Of course, this is often easier said than done. There’s no doubt transformation probably means a change of culture, especially if the incumbent culture is founded on a command and control leadership mentality, and that’s often the crux of the matter.

I’ve been told by a resistant business leader half-way through his organisation’s transformation that he was pulling the plug on the programme because it was “changing the culture of the organisation”. What he meant was that he could see it was leading to the empowerment of others within the organisation, which he regarded as a threat to his authority (or relevance). This was not the culture he had created for his business and definitely not one he was comfortable with. Nevertheless, it’s absolutely essential to the success of a business in the digital economy. In addition, the often-personal nature of the relationship between a founder and his business means any criticism of the culture of the business is likely to be taken personality.

Command and control isn’t leading a digital business

Command and control based organisations never really worked. Once the founder is out of the frame – and none of us last forever – these businesses cease to function. They evolve a workforce who have learned to do as they are told. They are unable to make decisions, don’t question the status quo and, most significant in the digital age, don’t innovate.

I hear concerns raised by business leaders that their workforce wouldn’t understand transformation or the need for it. However, my experience is it’s often easier to get employees behind change than it is to get the consensus of senior managers. 

Empowering stakeholders

So, there are two issues that need to be addressed. The first is the style of the business leader. The second is the empowerment of the stakeholder community. As always this has to start by defining the brand in a formal brand model. This provides the focus you’ll need to do anything. 

The compelling nature of the brand modelling process will usually help considerably in addressing the management issue. Nevertheless, mentoring is something to be considered too.

Of course, ego may stand in the way of this. Someone who has built a successful business. If their character is such that they have adopted a command and control approach, they may well resist the idea of mentoring, but there isn’t really a choice. Investors should do all they can to encourage the founder to take on a mentor. However, when this has failed, I’ve also witnessed founders being persuaded to disengage from the day-to-day management of the business and even sell their interest. Make no mistake, the need for facilitatory management isn’t optional if the business is to survive the digital economy.

However, that’s only half the problem. If the management style is an issue it’s probable internal stakeholders will need help too. It’s often hard to embrace and adjust to opportunities the new situation will afford them to contribute more fully to the future of the organisation. Often they will occupy the roles they do because the command and control culture has suited their own personalities. I’ve seen executive teams that are unable to make decisions, think for themselves, or even function outside of a prescriptive environment. However, everyone in a digital business has responsibility, firstly for re-inventing their roles and then the on-going innovation.
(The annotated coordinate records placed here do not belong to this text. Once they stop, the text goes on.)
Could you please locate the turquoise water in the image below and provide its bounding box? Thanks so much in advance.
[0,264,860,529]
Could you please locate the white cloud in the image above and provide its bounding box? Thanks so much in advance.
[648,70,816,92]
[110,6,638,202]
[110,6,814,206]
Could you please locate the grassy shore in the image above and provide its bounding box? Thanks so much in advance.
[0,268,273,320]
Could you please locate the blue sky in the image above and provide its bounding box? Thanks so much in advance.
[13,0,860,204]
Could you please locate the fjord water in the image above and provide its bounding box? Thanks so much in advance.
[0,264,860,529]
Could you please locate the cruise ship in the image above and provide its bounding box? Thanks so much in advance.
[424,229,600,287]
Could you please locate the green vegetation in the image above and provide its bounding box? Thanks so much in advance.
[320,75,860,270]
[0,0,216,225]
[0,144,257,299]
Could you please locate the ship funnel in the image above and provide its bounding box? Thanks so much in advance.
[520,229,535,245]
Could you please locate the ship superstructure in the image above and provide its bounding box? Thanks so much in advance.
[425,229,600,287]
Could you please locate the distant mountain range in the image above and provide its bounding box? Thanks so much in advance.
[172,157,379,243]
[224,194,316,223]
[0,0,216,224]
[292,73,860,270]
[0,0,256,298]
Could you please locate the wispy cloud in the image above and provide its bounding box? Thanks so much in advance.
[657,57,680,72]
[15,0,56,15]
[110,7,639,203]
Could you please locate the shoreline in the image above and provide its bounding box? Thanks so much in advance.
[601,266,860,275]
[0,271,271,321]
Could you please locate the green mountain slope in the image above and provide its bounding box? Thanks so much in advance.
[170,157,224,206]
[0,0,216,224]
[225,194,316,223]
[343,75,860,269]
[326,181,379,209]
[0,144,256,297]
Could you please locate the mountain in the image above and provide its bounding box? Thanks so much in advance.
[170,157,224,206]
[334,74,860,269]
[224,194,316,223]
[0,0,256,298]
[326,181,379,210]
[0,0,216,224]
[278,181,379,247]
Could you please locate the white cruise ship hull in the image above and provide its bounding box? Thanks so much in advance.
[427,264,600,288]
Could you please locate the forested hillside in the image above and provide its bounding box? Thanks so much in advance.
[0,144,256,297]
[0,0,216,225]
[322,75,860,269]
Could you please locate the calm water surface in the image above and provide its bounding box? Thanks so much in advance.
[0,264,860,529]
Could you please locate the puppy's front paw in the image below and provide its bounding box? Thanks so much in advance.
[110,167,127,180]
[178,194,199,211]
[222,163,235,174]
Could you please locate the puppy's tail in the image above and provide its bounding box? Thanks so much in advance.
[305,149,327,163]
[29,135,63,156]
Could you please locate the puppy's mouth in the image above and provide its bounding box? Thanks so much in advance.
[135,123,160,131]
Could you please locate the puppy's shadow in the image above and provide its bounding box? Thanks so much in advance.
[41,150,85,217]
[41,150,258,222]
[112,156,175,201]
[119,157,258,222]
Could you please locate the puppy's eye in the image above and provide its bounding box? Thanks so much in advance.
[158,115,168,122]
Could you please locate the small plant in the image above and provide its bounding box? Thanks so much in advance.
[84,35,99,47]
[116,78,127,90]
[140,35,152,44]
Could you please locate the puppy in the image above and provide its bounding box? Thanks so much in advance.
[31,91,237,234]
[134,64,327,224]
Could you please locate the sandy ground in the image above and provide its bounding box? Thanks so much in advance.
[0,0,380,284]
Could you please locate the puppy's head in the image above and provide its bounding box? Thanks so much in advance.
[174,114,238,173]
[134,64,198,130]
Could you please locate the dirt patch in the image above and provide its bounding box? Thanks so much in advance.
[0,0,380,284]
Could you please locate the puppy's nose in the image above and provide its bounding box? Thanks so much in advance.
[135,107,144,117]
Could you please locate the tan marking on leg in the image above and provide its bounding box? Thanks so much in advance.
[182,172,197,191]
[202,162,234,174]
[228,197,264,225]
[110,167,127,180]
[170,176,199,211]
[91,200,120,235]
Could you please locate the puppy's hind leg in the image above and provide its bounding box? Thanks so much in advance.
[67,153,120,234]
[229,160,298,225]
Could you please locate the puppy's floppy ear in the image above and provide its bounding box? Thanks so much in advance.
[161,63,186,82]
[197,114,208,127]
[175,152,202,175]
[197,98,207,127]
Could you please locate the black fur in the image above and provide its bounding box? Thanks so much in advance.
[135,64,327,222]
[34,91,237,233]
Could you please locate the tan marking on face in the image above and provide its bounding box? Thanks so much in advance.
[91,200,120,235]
Transformation isn’t a DIY job

The internal marketing and training component of any well-designed transformation programme should address this. However, if this is the scale of your change, you will definitely need an external consultant to drive your transformation. Don’t be lured into the belief that you can manage transformation internally.

If you don’t get this right your established culture will stifle change. At best, this will slow your progress and, as we have identified, slow is something no business can afford. These days any business yet to transform is playing catch-up. You have to move as fast as you can to have any chance of competing with disrupters. I realise I’m in danger of making this subject seem simple. It’s not, but I hope I have provided some perspective and maybe a rough idea of what you have to do to tackle it.

However, I urge all those command and control business leaders out there to take a more optimistic view of their role in the digital  economy and demonstrate to us all that an old dog can learn new tricks!